Global-Local Inequalities: Social Change for Sustainable Communities

Photo credit: Abir Abdullah for ADB 2012
2018 Global Challenges Conference
Change makers from around the world discuss strategies for reducing inequalities.
What can we do, as individuals and organizations, to address the growing inequalities at the global and local level? At the core of inequalities lies unequal access to resources. Institutions, policies, and distribution of power - at the country and global level - shape opportunities of access to resources at a given point in time. Yet navigating these constraints, we can take action to bring about positive change that contributes to more sustainable livelihoods and resilient communities.

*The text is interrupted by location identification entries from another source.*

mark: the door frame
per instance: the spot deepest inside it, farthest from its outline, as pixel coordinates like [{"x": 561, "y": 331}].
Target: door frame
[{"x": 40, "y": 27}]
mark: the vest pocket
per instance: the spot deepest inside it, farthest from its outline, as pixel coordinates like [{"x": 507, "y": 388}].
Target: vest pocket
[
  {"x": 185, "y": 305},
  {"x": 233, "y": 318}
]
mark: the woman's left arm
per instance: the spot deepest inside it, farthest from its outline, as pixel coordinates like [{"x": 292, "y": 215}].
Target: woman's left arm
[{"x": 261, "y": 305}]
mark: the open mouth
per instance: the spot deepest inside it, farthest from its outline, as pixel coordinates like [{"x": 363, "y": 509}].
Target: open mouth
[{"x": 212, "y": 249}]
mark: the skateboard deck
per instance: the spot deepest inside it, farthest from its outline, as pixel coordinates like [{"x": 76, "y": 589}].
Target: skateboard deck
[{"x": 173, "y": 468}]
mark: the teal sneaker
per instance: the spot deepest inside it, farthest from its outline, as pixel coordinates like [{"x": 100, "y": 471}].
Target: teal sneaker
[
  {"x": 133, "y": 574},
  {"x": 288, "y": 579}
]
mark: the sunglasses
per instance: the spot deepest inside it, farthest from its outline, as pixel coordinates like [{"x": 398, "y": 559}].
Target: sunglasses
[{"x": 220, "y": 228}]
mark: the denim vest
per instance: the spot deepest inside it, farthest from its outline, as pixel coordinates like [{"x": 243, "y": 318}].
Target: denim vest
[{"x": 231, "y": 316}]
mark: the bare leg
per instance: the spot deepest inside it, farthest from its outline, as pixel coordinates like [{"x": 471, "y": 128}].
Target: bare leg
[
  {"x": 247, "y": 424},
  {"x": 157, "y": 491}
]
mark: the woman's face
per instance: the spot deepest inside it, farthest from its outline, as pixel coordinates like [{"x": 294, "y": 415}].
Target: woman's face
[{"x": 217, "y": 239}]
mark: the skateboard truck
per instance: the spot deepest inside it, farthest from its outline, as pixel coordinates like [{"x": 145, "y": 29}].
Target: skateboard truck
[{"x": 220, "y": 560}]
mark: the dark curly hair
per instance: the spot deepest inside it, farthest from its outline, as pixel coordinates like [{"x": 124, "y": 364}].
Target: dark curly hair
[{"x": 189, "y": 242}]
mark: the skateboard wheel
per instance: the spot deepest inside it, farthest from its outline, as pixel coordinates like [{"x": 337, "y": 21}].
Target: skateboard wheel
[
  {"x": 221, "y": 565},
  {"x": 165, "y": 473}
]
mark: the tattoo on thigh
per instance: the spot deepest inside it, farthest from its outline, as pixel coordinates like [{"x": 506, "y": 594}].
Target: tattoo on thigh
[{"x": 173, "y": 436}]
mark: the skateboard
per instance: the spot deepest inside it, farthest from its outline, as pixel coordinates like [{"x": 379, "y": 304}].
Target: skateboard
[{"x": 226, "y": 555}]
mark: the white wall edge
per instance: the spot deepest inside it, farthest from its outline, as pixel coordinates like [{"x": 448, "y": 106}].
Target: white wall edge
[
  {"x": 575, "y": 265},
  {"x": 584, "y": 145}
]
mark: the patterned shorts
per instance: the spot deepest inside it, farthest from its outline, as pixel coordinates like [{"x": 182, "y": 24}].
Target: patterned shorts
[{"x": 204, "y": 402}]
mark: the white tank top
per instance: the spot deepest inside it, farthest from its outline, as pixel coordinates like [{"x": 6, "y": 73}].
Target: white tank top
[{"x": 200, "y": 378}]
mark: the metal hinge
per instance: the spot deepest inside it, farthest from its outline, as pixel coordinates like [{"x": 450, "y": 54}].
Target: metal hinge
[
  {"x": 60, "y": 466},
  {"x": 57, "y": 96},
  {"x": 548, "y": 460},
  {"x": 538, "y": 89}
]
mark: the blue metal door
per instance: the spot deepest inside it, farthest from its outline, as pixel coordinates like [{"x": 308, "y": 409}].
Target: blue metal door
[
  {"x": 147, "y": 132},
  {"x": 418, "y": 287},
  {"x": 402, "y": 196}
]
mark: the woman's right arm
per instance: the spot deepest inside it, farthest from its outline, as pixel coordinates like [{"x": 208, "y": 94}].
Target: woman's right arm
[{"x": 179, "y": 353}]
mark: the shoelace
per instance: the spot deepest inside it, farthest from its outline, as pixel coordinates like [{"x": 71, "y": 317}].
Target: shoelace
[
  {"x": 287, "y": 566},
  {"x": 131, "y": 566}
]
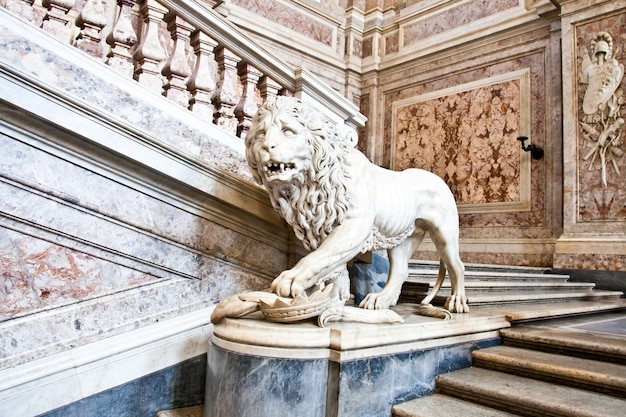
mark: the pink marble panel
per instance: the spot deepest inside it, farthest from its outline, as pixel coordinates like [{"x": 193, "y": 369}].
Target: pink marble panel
[
  {"x": 490, "y": 222},
  {"x": 596, "y": 203},
  {"x": 36, "y": 274},
  {"x": 368, "y": 49},
  {"x": 468, "y": 139},
  {"x": 590, "y": 261},
  {"x": 456, "y": 17},
  {"x": 290, "y": 18}
]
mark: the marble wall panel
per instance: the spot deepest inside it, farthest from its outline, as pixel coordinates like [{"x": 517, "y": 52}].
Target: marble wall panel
[
  {"x": 455, "y": 17},
  {"x": 468, "y": 138},
  {"x": 493, "y": 101},
  {"x": 171, "y": 388},
  {"x": 37, "y": 275},
  {"x": 114, "y": 100},
  {"x": 290, "y": 18},
  {"x": 596, "y": 202},
  {"x": 141, "y": 235}
]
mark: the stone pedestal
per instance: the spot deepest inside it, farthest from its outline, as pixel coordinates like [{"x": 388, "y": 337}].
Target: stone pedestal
[{"x": 259, "y": 369}]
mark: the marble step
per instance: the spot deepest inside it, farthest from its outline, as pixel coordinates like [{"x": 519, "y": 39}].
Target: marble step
[
  {"x": 499, "y": 286},
  {"x": 525, "y": 396},
  {"x": 195, "y": 411},
  {"x": 429, "y": 275},
  {"x": 434, "y": 265},
  {"x": 442, "y": 405},
  {"x": 536, "y": 312},
  {"x": 578, "y": 342},
  {"x": 490, "y": 299},
  {"x": 594, "y": 375}
]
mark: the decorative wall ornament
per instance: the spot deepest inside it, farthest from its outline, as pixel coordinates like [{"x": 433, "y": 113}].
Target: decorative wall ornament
[
  {"x": 602, "y": 123},
  {"x": 339, "y": 205}
]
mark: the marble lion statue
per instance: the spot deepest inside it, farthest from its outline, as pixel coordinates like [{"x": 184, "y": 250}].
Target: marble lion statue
[{"x": 339, "y": 204}]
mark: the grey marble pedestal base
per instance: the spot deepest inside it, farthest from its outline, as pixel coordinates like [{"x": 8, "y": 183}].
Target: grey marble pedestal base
[{"x": 333, "y": 376}]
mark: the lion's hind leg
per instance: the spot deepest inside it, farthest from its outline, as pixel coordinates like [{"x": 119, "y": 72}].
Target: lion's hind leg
[
  {"x": 398, "y": 272},
  {"x": 447, "y": 243}
]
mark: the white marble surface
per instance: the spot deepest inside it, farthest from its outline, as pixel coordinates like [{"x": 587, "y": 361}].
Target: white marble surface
[
  {"x": 48, "y": 383},
  {"x": 345, "y": 341}
]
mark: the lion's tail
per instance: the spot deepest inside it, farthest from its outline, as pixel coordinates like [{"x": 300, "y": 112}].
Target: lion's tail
[{"x": 438, "y": 284}]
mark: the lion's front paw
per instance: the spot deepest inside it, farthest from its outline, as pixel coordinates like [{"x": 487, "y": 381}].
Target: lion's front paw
[
  {"x": 457, "y": 303},
  {"x": 378, "y": 301},
  {"x": 288, "y": 284}
]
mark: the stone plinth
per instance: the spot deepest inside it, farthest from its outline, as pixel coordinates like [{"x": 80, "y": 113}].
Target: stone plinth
[{"x": 256, "y": 368}]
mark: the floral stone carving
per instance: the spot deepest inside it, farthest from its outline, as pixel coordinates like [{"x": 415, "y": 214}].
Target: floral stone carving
[
  {"x": 602, "y": 123},
  {"x": 339, "y": 205}
]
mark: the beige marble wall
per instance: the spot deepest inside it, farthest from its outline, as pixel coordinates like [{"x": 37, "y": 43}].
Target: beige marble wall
[
  {"x": 118, "y": 208},
  {"x": 462, "y": 122}
]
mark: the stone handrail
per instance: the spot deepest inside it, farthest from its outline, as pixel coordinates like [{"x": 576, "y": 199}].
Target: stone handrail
[{"x": 185, "y": 51}]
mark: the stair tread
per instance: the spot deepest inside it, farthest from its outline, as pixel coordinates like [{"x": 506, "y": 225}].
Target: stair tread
[
  {"x": 442, "y": 405},
  {"x": 517, "y": 275},
  {"x": 511, "y": 284},
  {"x": 574, "y": 339},
  {"x": 608, "y": 376},
  {"x": 552, "y": 310},
  {"x": 476, "y": 298},
  {"x": 527, "y": 396},
  {"x": 538, "y": 295}
]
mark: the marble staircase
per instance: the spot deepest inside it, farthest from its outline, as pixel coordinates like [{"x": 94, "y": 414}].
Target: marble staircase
[
  {"x": 495, "y": 285},
  {"x": 567, "y": 367}
]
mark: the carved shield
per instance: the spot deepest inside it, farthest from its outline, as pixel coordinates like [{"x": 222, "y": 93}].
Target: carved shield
[{"x": 602, "y": 86}]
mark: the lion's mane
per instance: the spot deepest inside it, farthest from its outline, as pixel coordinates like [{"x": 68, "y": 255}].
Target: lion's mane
[{"x": 314, "y": 201}]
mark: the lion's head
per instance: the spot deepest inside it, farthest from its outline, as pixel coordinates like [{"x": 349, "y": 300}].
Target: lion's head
[{"x": 299, "y": 155}]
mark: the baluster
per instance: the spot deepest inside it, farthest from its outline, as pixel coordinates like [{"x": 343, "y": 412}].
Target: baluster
[
  {"x": 177, "y": 69},
  {"x": 226, "y": 97},
  {"x": 91, "y": 21},
  {"x": 58, "y": 21},
  {"x": 248, "y": 104},
  {"x": 202, "y": 83},
  {"x": 150, "y": 53},
  {"x": 122, "y": 38},
  {"x": 268, "y": 88}
]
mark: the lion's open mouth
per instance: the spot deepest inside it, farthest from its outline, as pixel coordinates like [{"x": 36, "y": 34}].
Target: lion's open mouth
[{"x": 275, "y": 168}]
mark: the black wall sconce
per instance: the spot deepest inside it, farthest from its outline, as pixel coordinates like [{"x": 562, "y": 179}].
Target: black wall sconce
[{"x": 535, "y": 151}]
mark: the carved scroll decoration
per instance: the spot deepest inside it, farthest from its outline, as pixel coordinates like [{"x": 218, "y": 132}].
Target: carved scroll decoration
[{"x": 602, "y": 123}]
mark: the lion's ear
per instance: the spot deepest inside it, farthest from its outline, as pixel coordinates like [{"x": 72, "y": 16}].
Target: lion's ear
[{"x": 348, "y": 133}]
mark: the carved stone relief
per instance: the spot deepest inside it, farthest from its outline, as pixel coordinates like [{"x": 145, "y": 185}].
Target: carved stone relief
[{"x": 600, "y": 119}]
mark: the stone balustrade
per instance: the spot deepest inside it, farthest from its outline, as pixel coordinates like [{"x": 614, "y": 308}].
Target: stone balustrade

In the 2018 Global Challenges Conference, we explore innovative ideas, projects, and organizations that increase access at the community level. We concentrate on three interrelated areas:
- Built environments (availability and affordability of housing, electricity, transportation, etc)
- Food security and environmental justice (access to affordable and nutritional food, water, land rights), and
- Education and income-generating activities for women (access to education, training, funding). Through panels, interactive workshops, and networking and mentoring opportunities students will explore possibilities and acquire skills for impactful change in these three areas.

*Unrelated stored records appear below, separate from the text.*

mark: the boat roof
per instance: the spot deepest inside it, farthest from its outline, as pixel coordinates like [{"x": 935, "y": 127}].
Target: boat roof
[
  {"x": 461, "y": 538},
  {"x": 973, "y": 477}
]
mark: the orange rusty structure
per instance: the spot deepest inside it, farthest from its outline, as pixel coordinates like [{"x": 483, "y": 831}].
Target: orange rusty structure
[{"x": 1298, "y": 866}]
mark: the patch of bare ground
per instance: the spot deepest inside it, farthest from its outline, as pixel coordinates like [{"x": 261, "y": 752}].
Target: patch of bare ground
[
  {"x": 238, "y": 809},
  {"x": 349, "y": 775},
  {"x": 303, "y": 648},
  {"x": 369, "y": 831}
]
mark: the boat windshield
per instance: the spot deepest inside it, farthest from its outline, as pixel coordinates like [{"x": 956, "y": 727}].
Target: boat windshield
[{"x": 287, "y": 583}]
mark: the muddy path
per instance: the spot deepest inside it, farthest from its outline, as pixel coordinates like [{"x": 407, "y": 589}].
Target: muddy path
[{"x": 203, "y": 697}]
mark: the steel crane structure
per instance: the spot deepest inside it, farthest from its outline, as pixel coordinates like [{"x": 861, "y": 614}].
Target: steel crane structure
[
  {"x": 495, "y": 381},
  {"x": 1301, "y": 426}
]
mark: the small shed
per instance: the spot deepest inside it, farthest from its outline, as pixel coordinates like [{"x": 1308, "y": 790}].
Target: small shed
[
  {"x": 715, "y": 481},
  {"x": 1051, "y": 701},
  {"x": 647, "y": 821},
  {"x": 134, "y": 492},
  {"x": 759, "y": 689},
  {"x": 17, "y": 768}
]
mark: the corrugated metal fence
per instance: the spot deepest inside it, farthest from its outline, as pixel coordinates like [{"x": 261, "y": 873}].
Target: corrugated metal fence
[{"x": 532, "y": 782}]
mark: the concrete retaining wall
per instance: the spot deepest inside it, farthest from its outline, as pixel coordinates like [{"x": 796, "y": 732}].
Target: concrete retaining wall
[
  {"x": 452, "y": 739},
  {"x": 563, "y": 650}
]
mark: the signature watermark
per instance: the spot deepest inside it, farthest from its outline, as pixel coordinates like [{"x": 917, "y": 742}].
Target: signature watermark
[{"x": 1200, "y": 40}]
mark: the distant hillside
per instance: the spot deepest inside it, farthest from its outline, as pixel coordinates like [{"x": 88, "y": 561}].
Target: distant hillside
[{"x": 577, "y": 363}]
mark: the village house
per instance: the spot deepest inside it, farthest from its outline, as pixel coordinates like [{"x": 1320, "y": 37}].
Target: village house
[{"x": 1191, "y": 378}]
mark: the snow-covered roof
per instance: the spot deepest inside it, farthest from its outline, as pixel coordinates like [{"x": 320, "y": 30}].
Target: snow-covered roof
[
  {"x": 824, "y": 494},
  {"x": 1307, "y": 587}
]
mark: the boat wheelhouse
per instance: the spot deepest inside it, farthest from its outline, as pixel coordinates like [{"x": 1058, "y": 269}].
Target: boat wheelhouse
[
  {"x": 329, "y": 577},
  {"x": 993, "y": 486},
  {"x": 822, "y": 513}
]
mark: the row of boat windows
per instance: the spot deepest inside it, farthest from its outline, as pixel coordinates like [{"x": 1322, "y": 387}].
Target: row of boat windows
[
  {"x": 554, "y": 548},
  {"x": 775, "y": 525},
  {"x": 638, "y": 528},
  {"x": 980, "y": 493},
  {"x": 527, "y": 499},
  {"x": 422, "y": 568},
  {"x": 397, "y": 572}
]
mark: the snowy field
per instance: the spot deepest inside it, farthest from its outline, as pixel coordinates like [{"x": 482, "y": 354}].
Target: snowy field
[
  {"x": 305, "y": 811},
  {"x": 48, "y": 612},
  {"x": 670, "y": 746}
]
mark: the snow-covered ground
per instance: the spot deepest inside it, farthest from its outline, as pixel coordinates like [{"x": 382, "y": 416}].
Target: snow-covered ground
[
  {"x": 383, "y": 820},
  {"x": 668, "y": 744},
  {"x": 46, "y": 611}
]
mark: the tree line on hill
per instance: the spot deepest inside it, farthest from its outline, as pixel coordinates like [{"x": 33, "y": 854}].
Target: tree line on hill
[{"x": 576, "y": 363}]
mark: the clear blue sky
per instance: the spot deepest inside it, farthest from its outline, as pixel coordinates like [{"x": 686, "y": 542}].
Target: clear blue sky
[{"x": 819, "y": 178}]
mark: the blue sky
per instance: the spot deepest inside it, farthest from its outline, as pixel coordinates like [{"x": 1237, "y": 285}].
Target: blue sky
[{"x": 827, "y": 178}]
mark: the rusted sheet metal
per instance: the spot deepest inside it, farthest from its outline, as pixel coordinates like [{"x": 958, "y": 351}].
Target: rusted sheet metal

The goal of the conference is for students to understand the possibilities for change at the community level in the context of social and economic structures and constraints.
Conference Schedule
Friday, February 16
7:30 pm: Keynote Address, Gamble Auditorium, Art Building
Towards a New Equality: Building Changemaker Talent Globally
Dr. Diana Wells, President, Ashoka

Dr. Diana Wells has been president of Ashoka, a global organization dedicated to supporting and advancing social entrepreneurship in more than 80 countries, since 2007.
Diana began her work at Ashoka after graduating from Brown University (1988) and created one of the organization’s core programs: a network through which social entrepreneurs can share ideas and learn from one another. She took a leave from Ashoka to earn a Ph.D. in anthropology at New York University (2000). Her ethnographic research focused on understanding how social change happens as a local articulation of a global social movement and resulted in her dissertation: Between the Difference: The Emergence of a Cross Ethnic Women’s Movement in Trinidad and Tobago. She returned to her work at Ashoka to lead the organization’s geographic expansion as a global social movement and developed a widely-used and respected tool to measure the impact of social entrepreneurship.

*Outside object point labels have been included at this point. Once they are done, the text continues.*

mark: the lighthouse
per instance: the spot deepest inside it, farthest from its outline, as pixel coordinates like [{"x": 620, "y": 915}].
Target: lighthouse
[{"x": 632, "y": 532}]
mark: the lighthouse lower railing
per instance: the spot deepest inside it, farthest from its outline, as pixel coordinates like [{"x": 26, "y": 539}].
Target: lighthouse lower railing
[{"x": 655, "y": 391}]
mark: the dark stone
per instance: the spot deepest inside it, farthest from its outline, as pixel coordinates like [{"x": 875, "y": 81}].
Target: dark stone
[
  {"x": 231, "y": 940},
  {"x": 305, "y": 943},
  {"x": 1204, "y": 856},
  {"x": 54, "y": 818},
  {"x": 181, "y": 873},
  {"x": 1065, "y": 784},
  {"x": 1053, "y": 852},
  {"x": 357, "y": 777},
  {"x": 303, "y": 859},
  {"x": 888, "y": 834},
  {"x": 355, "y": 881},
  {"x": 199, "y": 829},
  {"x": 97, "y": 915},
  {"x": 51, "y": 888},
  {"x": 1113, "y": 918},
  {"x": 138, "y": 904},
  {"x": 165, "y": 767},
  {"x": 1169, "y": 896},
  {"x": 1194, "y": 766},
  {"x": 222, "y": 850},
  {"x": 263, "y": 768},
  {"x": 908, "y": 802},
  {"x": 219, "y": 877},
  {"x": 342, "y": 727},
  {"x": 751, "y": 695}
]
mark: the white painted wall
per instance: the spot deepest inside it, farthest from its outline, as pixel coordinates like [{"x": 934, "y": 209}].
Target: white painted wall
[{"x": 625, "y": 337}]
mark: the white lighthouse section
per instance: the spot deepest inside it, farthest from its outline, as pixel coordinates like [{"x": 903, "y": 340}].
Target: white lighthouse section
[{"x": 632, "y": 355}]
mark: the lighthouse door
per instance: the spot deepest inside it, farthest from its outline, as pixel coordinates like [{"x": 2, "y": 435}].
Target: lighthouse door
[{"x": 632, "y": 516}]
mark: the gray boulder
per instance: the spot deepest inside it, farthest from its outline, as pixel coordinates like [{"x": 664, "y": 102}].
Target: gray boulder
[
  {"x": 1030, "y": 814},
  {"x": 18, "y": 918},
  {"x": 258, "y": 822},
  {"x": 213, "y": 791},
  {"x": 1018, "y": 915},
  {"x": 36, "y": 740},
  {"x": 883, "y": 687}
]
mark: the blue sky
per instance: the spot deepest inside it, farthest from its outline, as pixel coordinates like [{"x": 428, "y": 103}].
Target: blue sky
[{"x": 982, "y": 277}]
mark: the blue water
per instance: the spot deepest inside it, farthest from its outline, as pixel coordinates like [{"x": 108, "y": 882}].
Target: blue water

Diana has been named both a Fulbright and a Woodrow Wilson scholar, is a trustee of Brown University, is on the Advisory Board for the Center for the Advancement of Social Entrepreneurship (CASE) at Duke University’s Fuqua School of Business. She previously served on the Board of GuideStar International. She has taught anthropology at Georgetown University and has authored and edited numerous journal and book publications including two compilations on social movements in the United States.
Diana has received a number of national awards for her work. In 2012, the Brown Alumni Association presented her with the William Rogers Award, its highest honor, George Mason University awarded her their inaugural Social Innovation Champion in 2011, and in 2007 Diana was celebrated as one of 10 winners of the first annual Women to Watch award, by Running Start, a Washington, DC based organization that empowers young women to be political leaders.
Keynote Speaker Videos
Saturday, February 17
The events below are reserved for alumnae registered for the conference and students in Coll 115.
9 – 10:30 am: Change-making on the Ground - Challenges and Impact
Each panel will have representatives from 3-4 organizations, from the Global North and the Global South
The panelists lay out the goals for and impact of their organizations. They discuss the contexts in which they are operating (the constraints within which they are working: which factors are given constraints, which factors could they modify, which public policy were most helpful, which ones were missing); they explore the challenges and constraints they had to navigate and the key lessons they learned; they identify the most important collaborators and allies and the factors that took them the furthest in achieving their goals.